You could also read these pairs from a SAS data set:

data indata;
   input i $ j $;
   datalines;
A B
A C
B F
E F
C D
D E
F G
;

proc optmodel;
   set <str,str> prec;
   read data indata into prec=[i j];

Hi Rob :

Perfect. The question as posed is totally solved. Thank you again.

Unfortunately the real data which we are not allowed to share are such that you don't see much, but produce <infeasible>.

As we could not find an error, I suspect that these data contain so called positive cycles.
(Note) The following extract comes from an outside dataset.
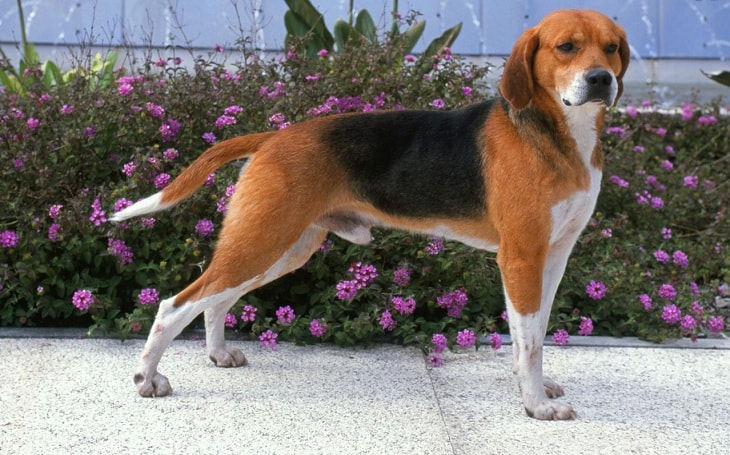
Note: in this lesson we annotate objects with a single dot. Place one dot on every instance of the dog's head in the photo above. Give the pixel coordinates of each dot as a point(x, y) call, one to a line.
point(576, 56)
These are mentioned some times in the literature but mostly excluded from further discussion (these are the equivalents of negative cycles in shortest path problems).
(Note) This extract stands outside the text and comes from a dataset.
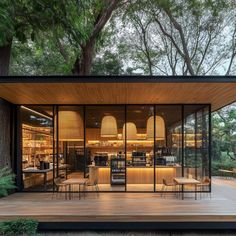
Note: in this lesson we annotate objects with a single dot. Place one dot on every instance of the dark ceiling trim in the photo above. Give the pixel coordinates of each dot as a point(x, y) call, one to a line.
point(119, 79)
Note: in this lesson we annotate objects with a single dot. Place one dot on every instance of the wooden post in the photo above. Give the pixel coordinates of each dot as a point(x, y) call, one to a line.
point(5, 134)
If such effects ever have crossed your path please feel encouraged to comment or recommend a paper.

There have been suggested  different  LP models  for the task under consideration (Neos/GAMS ;  Hillier-Lieberman ;  Domschke (German) ; )  Possibly there could exist further ones that allow to handle that cycle problem.

Odenwald

I have several suggestions:

1. You can use the IIS= option in the SOLVE WITH LP statement to identify an irreducible infeasible set.  For your problem, this will likely return a cycle, as you suspected.

2. You can use the CYCLE= option in the SOLVE WITH NETWORK statement to find a cycle.

For suggestions 1 and 2, you can report the source of infeasibility to the data preparer to correct.  But even after correction, there might be another cycle.

3. You can use the CYCLE= option in the SOLVE WITH NETWORK statement to find all cycles (MAXCYCLES=ALL).  Then report them all to the data preparer to correct.

4. You can use the MILP solver to find a minimum set of arcs whose removal will eliminate all cycles.  To do this, you could introduce a binary variable IsRemoved[i,j] for each arc <i,j>, do step 3 to find all cycles, impose a "cover" constraint sum {<i,j> in ARCS_cycle[c]} IsRemoved[i,j] >= 1 that forces at least one arc to be removed from each cycle, and minimize sum {<i,j> in prec} IsRemoved[i,j].  Then remove the arcs for which IsRemoved[i,j] > 0.5 (a safe comparison for = 1) and proceed with the LP solve.

5. You can introduce a slack variable to measure constraint violation, minimize the sum of slacks, impose an objective cut, and solve again with the original objective:

   var slack{prec} >= 0;
   min infeasibility = sum {<i,j> in prec} slack[i,j];
   con ptime{<i,j> in prec}:
      s[i] + duration[i] <= s[j] + slack[i,j];

   solve;

   num mininfeasibility;
   mininfeasibility = infeasibility.sol;
   con objectivecut:
      infeasibility <= mininfeasibility;

   solve obj objective;

By the way, a cycle for which all durations are 0 is fine.  It just means that those activities must all happen at the same time.